Les destins de tous les membres de la petite colonie tchécoslovaque ne sont pas toujours connus. Mais certains d’entre eux ont un parcours exemplaire. Ludvík Máníček, lui, participera au Débarquement en Provence, remontera toute la France jusqu’en Alsace, avant de retrouver, après la guerre, son travail de serveur à l’hôtel Raphaël. Après sa retraite dans les années 1960, il se consacrera entièrement à ses activités au sein de l’Association des anciens volontaires tchécoslovaques en France.
L’historiographie tchèque connaît bien le rôle des pilotes tchécoslovaques engagés dans la Royal Air Force ou celui des soldats ayant combattu, côté soviétique, sur le front de l’Est dans l’armée de Ludvík Svoboda. Ces hauts faits d’armes, combinés au souvenir traumatisant de Munich et à la débâcle de 1940, ont fait quelque peu tomber dans l’oubli la présence de ces Tchèques et Slovaques en France. Mais pas seulement, comme le souligne Adam Hájek :
« Je pense que toute cette histoire de la résistance tchécoslovaque à l’Ouest, et en France notamment, est tombée dans l’oubli parce que jusqu’en 1989, nos historiens n’étaient intéressés que par le rôle de l’URSS pendant la guerre, de l’Armée rouge et de la résistance communiste.
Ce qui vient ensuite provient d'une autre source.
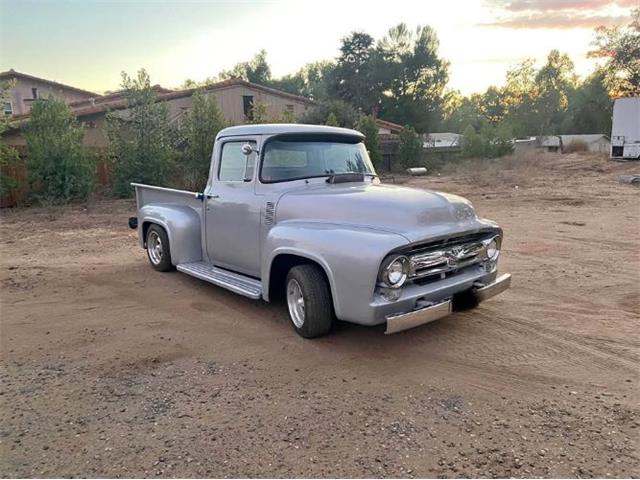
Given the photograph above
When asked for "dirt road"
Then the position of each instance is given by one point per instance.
(112, 369)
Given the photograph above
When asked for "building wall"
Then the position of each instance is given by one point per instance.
(21, 96)
(230, 101)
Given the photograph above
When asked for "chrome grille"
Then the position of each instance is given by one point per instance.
(447, 255)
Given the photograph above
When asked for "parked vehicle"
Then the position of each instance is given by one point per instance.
(297, 211)
(625, 129)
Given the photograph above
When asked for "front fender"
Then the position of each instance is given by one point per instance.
(350, 257)
(183, 227)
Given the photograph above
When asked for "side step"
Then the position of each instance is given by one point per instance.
(247, 286)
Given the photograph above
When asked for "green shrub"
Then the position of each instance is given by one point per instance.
(411, 151)
(367, 125)
(199, 129)
(60, 169)
(140, 138)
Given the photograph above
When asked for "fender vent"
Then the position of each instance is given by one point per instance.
(269, 213)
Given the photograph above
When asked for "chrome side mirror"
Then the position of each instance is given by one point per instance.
(247, 149)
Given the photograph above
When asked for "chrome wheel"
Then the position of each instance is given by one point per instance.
(295, 302)
(154, 247)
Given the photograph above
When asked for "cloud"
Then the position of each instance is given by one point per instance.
(559, 14)
(555, 5)
(558, 21)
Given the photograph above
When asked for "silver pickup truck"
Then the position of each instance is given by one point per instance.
(297, 212)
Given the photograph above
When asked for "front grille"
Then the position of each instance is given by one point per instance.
(443, 257)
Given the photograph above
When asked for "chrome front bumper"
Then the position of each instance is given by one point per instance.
(429, 313)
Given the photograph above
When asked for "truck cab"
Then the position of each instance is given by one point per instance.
(298, 212)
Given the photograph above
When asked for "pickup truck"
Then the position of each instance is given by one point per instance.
(298, 213)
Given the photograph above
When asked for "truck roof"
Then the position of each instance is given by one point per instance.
(279, 128)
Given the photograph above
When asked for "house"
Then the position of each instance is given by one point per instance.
(596, 142)
(549, 143)
(27, 88)
(387, 128)
(235, 97)
(599, 143)
(445, 141)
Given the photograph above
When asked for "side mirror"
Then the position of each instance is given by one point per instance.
(247, 149)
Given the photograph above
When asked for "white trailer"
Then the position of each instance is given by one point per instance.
(625, 130)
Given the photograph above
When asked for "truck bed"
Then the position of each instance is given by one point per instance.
(147, 194)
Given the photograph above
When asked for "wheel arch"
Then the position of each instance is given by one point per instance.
(282, 261)
(182, 225)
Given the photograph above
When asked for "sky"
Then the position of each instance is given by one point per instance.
(87, 43)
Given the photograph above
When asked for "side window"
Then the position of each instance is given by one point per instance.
(235, 166)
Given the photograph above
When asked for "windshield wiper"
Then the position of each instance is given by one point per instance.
(348, 177)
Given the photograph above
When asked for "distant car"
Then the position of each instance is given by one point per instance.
(625, 128)
(298, 211)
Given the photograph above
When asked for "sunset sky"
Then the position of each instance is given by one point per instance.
(88, 43)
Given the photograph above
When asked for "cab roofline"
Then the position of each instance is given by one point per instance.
(286, 128)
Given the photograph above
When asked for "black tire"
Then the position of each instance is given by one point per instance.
(163, 262)
(318, 307)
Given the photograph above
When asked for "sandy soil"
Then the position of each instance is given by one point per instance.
(112, 369)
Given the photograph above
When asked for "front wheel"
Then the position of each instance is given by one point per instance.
(309, 301)
(158, 249)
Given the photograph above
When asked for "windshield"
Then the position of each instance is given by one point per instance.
(292, 159)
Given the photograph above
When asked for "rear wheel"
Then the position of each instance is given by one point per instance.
(158, 249)
(309, 301)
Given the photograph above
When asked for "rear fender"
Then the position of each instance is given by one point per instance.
(183, 227)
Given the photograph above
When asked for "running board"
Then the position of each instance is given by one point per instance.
(247, 286)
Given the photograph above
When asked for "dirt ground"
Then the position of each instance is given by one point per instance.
(112, 369)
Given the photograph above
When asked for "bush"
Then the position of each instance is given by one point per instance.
(367, 125)
(199, 129)
(60, 169)
(410, 149)
(140, 139)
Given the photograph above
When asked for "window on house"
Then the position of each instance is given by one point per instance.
(247, 106)
(235, 166)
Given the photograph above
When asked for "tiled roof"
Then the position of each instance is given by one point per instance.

Après 1989, les Tchèques se sont concentrés sur le rôle des Américains, notamment dans la libération de la Bohême de l’Ouest et de Plzeň. En outre, contrairement à l’entre-deux-guerres, le français n’est plus autant parlé aujourd’hui par les gens. Tout cela a contribué à un certain désintérêt de notre part. En outre, nombre de ces vétérans sont morts avant 1989 ou alors, comme dans le cas de Ludvík Máníček, juste après, en 1992. Il représente la dernière génération des anciens combattants en France, et la suivante n’a pas vécu cette époque directement. »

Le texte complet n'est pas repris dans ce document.